China has thrown an accusation to Britain of discrimination and inappropriate attacking Chinese technology companies after the British government proposed a law to block market access and business transaction for telecommunications equipment giant Huawei and other suppliers deemed to be high risk.
The Foreign Ministry has not said whether Beijing could retaliate if the law proposed Tuesday is approved. It would strengthen security requirements for next-generation fibre-optic and wireless networks and violators.
The Trump administration is convincing Europe and other allies from the United Nations and eradicate Huawei and other Chinese suppliers as they improve telecommunications networks.

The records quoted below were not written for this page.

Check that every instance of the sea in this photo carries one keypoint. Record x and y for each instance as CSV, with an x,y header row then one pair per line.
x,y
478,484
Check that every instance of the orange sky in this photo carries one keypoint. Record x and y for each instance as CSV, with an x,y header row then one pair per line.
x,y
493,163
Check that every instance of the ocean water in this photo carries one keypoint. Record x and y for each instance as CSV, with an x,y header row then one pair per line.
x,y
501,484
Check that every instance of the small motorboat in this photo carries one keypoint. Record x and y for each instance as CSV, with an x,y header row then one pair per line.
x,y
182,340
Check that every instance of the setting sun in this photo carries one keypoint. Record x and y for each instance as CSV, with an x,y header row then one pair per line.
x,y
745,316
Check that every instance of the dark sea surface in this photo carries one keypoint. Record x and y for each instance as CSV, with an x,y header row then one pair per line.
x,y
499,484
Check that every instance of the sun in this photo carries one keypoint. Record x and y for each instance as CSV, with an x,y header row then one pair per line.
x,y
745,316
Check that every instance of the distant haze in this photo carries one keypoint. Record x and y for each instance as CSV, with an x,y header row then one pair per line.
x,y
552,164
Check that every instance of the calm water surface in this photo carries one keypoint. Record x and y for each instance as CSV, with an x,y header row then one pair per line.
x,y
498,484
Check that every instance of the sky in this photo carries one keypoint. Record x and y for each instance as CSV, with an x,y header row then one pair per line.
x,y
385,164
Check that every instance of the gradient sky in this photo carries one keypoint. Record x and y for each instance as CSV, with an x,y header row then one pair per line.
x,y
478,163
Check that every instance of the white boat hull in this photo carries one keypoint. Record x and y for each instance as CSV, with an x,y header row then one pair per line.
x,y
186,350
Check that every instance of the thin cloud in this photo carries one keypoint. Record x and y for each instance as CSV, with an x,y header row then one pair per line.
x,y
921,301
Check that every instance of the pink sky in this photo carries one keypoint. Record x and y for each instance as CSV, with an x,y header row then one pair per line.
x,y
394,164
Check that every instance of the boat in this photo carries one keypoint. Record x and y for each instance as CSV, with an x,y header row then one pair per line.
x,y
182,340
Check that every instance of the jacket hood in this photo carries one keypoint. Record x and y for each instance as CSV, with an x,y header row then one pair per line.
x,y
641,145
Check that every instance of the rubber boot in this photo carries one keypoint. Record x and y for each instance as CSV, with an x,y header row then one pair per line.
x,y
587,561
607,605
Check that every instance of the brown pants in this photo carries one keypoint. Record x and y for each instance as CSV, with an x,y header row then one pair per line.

Washington says Huawei, China’s first global technology brand, poses a security risk, which the company denied the allegations.
“Without any evidence, the British side has repeatedly cooperated with the United States to discriminate against and suppress Chinese companies under the pretext of unfounded risks,” said a ministry spokesman, Zhao Lijian.
Britain is “blatantly violating the principles of market economy and free trade, seriously damages the normal business of Chinese companies,” and damages trust between the two governments, Zhao said.
Huawei is at the centre of tensions between China and the United States over technology and security.
The Trump administration is trying to limit access to the US market to Chinese companies that it believes may collect too much user information or pose other risks. They include the TikTok video app, HikVision video surveillance provider, and WeChat messaging service.
The bill proposed on Tuesday would formalize British Prime Minister Boris Johnson’s July order to block Huawei from a planned fifth-generation network, or 5G. Britain had previously assigned Huawei a limited role but reversed it under pressure from the United States.
A similar conflict also happened when the British flag was lowered over Hong Kong when the colony was returned to China in 1997 after more than 150 years of British rule, imposed after Britain defeated China in WWI.’ opium.
Hong Kong’s new breed of autonomy was guaranteed under the One Country, and Two Systems Agreement took advantage in the Sino-British Joint Declaration signed by then Chinese Prime Minister Zhao Ziyang and British Prime Minister Margaret Thatcher.
Britain summoned on the Chinese ambassador, Liu Xiaoming, to express and discuss its deep concerns. Also, Raab’s deputy, Nigel Adams, told parliament that it was planning to impose possible sanctions against individuals for the actions from China.
“We will continue to consider designations under our Magnitsky-style sanctions regime,” said Adams, the British minister for Asia, referring to sanctions similar to those imposed on those held responsible for human rights violations in the US. Magnitski law. Lawmakers asked him if Britain would sanction Hong Kong CEO Carrie Lam.
Adams said it wouldn’t be helpful to speculate on the names at this stage. The Chinese Embassy did not immediately respond to a request for an official statement.
The European Union has asked Beijing to immediately overturn the new rules, which it believes have undermined Hong Kong’s autonomy.
The United States, which has already sanctioned Lam and other Chinese officials for the crackdown on Wednesday, warned of further steps.
US National Security Advisor Robert O’Brien said China has “blatantly violated its international commitments”, and Washington will “continue to identify and punish those responsible for eradicating Hong Kong’s freedom.”
Canada said on Thursday that it would be easier for young people from Hong Kong to study and work in Canada in response to new security regulations.
Hong Kong’s pro-democracy opposition groups, MPs said last Wednesday they would consider resigning in protest at the resignation of four of their colleagues from the assembly of the city after Beijing gave the signal to the local authorities new powers to reduce further dissent.
China’s parliament previously adopted a resolution allowing the city’s executive to expel lawmakers believed to be supporting Hong Kong’s independence, colluding with foreign forces or threatening national security, without having to go through the courts.
Opposition members of the Hong Kong assembly said they tried to take a stand against what many in Hong Kong see as Beijing’s curtailment of institutional freedoms and controls, despite the promise of a high degree of autonomy.
China refuses to restrict rights and freedoms in the global financial centre. Still, authorities in Hong Kong and Beijing have swiftly repressed dissent after protests against the government flared up in June last year and plunged the city in crisis.